How to Repair a Wall: 10 Repair Methods & Techniques

We get a lot of use of the wall around us. It’s almost an inevitability that eventually there will be some damage. It could be either as small as a dent or as large as a hole. Learning how to adequately repair a wall is a skill every homeowner should have.

Below are the ten different ways on how to repair a wall properly:

1. Repainting the Whole Wall

If you’re repainting the whole wall, you will have to prime and fix large holes and any other damage before getting started. Note that a semi-gloss finish or shinier paint will make damage stand out more. The more gloss, the more surface textures will be noticeable.

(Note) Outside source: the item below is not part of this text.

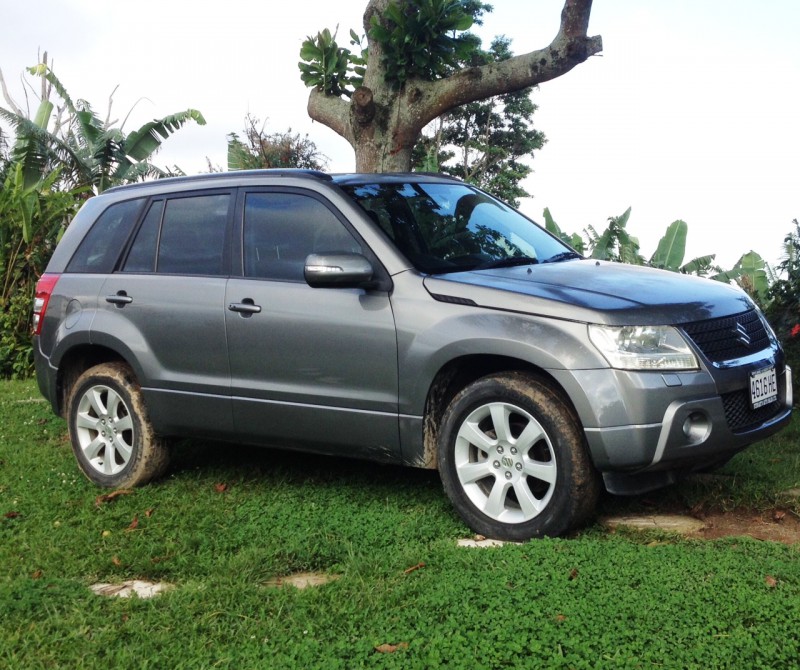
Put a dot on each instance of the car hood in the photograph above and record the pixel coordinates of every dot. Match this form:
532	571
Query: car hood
594	291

2. Evaluate Where Your Utilities Are

Before you repair a wall, evaluate where your utilities are first. Electric wires are typically attached to wall studs. Before you begin to cut, drill, or nail drywall, be sure you’re completely aware of what’s behind the wall.

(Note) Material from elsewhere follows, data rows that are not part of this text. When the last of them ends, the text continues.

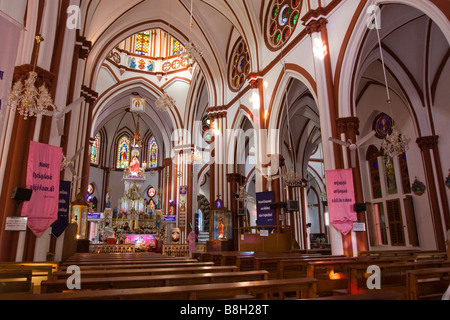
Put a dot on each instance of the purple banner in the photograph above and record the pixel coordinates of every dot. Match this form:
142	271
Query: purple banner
61	224
265	215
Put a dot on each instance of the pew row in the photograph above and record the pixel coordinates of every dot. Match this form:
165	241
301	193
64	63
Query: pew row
427	284
145	272
261	290
55	286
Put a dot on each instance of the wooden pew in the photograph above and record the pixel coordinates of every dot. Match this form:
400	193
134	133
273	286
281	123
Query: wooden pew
427	284
145	272
294	268
40	270
139	266
255	261
437	255
393	275
396	253
374	295
116	257
334	273
123	261
262	290
15	283
53	286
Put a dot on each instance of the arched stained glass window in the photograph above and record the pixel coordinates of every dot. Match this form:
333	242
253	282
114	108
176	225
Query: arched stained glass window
142	43
177	47
123	152
239	65
95	151
153	153
282	19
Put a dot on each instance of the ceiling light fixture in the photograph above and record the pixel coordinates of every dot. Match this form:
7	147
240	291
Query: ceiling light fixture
25	98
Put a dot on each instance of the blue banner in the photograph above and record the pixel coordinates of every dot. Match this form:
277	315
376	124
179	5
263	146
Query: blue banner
265	215
60	225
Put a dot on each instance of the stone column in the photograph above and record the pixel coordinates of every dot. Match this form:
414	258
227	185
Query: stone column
427	145
349	127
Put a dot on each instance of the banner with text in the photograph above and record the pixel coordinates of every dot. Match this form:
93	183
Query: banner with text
341	199
8	55
61	224
43	178
265	215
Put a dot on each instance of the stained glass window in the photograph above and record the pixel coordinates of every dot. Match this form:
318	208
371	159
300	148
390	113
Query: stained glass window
239	65
123	152
153	153
177	47
389	172
95	151
282	19
382	125
142	43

3. Spackle Small Dents and Dings

If the damage you’re trying to cover up is in the form of small dents and dings, all you need is a little bit of spackle. Cover the hole or dent with fast-drying spackle and give it 24 hours to dry. Once completely dry, sand it down smooth.

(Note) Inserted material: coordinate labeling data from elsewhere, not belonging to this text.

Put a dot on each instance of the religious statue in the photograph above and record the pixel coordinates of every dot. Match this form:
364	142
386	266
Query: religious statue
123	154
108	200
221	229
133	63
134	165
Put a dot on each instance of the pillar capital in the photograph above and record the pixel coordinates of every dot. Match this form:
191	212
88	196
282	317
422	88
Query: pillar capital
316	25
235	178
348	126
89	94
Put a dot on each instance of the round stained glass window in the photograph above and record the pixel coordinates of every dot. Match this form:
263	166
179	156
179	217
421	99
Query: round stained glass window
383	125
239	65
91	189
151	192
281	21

4. Small Doorknob-Size Holes

If you have a hole the size of a doorknob, you will likely need to buy a wall patch kit with a self-adhesive mesh patch. Place the patch over the hole. Use a drywall knife to cover it with some spackling compound.

Do so in a criss-cross pattern. Feather the edges so they blend with the surrounding wall. Let the patch dry. Judge where it needs a second coat. Once everything is completely dry, sand it down until it’s smooth.

5. Medium Size Holes Up to 6 Inches

Once we start to get into medium to larger holes, how to repair a wall becomes more complicated. Cut a piece of drywall into a square shape that’s two inches in width and height larger than the hole that needs to be repaired. Score the back with a utility knife an inch from each side. Snap off the gypsum but leave the paper backing. When ready, proceed to the next step.

6. Accurate Measurement is Everything

Hold your drywall patch over the hole and trace around the gypsum. Don’t include the paper border in the transfer. Cut out the traced square carefully with a drywall saw. Apply joint compound to the back of the paper border and fit the gypsum into the new hole, pressing the paper edges into place along the outside edge of the hole.

Cover the entire patch with joint compound until the lines are perfectly camouflaged. Another coat of compound may be required. Let it dry fully. Sand smooth. You’re done.

7. Holes Larger Than 6 Inches

For holes larger than six inches in size, the method of repair is the same as medium size holes but using a different attachment approach. After you’ve cut your hole in your wall with a drywall saw, attach a furring strip inside the hole to either side of the hole with screws. Ensure the screws sink beneath the surface of the drywall.

Now, set the drywall patch in place by screwing it into the furring strips. Apply joint tape on the borders of the patch. This mesh tape adds more strength to the bond between the patch and the wall which will prevent further damage or cracking. From here, you can apply joint compound like you would for a medium-sized hole. Let it dry and then sand smooth.

8. Damage To A Wall Corner Bead

When you have two pieces of drywall that meet and form a corner, when there’s damage, a hacksaw is required to cut the damaged corner bead horizontally above and below. Take a utility knife and cut vertically connecting these top and bottom cuts. Fully remove the damaged piece.

Cut a new piece of corner bead to fill the gap and attach it with nails or a manufacturer-recommended adhesive. Apply joint compound to both sides of the corner, smoothing any rougher edges, and then let it dry. Sand smooth once fully dried. For additional protection, consider installing a metal corner guards on the wall, which will give it extra durability.

9. Why We Always Sand Our Work

Sanding is done to smooth your repair done. Light sanding ensures a wall is smooth and ready for painting if/when you decide to do so. Sanding also ensures there aren’t any noticeable differences between the patch and the wall.

After you’re confident in your sanding work, the remaining steps are to cover it with a coat of primer. Let it fully dry. Lastly, you can complete your painting with confidence in knowing it’s not going to look uneven or unattractive.

10. Wall Protection

After your repair is done, it is worth considering protection for your wall. Something like stainless steel or aluminum corner guards and/or plating can work in high-traffic areas or environments where wall damage is likely. Particularly for industrial environments, added stainless steel wall protection is strongly recommended.